Alessio Benavoli, Giorgio Corani, Francesca Mangili; 17(5):1−10, 2016.


The statistical comparison of multiple algorithms over multiple data sets is fundamental in machine learning. This is typically carried out by the Friedman test. When the Friedman test rejects the null hypothesis, multiple comparisons are carried out to establish which are the significant differences among algorithms. The multiple comparisons are usually performed using the mean-ranks test. The aim of this technical note is to discuss the inconsistencies of the mean-ranks post-hoc test with the goal of discouraging its use in machine learning as well as in medicine, psychology, etc.. We show that the outcome of the mean-ranks test depends on the pool of algorithms originally included in the experiment. In other words, the outcome of the comparison between algorithms $A$ and $B$ depends also on the performance of the other algorithms included in the original experiment.
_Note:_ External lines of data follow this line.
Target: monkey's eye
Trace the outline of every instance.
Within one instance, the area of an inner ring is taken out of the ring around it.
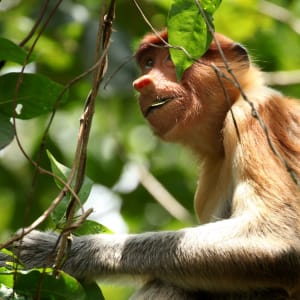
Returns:
[[[152,58],[147,58],[144,63],[145,69],[152,69],[154,66],[154,60]]]

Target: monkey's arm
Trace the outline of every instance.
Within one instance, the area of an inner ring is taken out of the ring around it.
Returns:
[[[176,232],[75,237],[63,269],[77,278],[133,275],[191,289],[291,283],[299,267],[295,250],[280,239],[242,233],[243,224],[249,228],[247,219],[242,216]],[[42,266],[55,240],[49,233],[27,235],[22,261],[29,267]]]

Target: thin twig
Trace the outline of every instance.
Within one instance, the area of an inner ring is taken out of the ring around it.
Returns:
[[[260,0],[257,9],[260,13],[287,24],[293,31],[300,34],[300,19],[286,8],[269,1]]]

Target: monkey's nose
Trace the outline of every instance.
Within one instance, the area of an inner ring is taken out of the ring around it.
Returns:
[[[149,75],[144,75],[138,79],[136,79],[133,83],[132,83],[133,87],[137,90],[137,91],[141,91],[142,89],[144,89],[145,87],[154,87],[154,82],[152,80],[152,78]]]

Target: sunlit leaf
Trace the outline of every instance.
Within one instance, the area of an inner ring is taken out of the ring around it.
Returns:
[[[10,40],[0,37],[0,61],[12,61],[22,65],[26,60],[26,51]]]
[[[59,99],[63,86],[38,74],[23,74],[18,92],[16,85],[19,73],[0,76],[0,111],[8,117],[31,119],[50,112],[54,106],[64,103],[68,93]]]
[[[212,15],[220,3],[221,0],[201,1],[211,25]],[[195,0],[173,0],[168,16],[168,41],[172,46],[184,49],[170,49],[177,79],[181,79],[184,71],[206,52],[212,41],[206,20]]]

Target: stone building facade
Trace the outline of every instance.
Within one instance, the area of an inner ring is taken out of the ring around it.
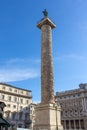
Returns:
[[[56,92],[56,101],[62,108],[64,130],[87,130],[87,84],[78,89]]]
[[[29,128],[31,91],[0,83],[0,101],[6,104],[4,117],[12,127]]]

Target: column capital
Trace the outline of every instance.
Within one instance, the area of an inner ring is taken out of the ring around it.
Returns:
[[[56,25],[48,17],[41,19],[41,21],[37,24],[37,27],[41,29],[41,27],[45,24],[51,26],[52,29],[56,27]]]

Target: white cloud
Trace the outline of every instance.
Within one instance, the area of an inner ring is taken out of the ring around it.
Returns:
[[[36,78],[39,76],[39,71],[35,68],[36,61],[28,59],[10,59],[3,62],[0,66],[0,82],[13,82]]]
[[[55,58],[55,60],[87,60],[85,56],[75,55],[75,54],[68,54],[68,55],[61,55]]]
[[[28,69],[1,69],[0,82],[12,82],[38,77],[38,73]]]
This can lead to paradoxical situations. For instance the difference between $A$ and $B$ could be declared significant if the pool comprises algorithms $C,D,E$ and not significant if the pool comprises algorithms $F,G,H$. To overcome these issues, we suggest instead to perform the multiple comparison using a test whose outcome only depends on the two algorithms being compared, such as the sign-test or the Wilcoxon signed-rank test.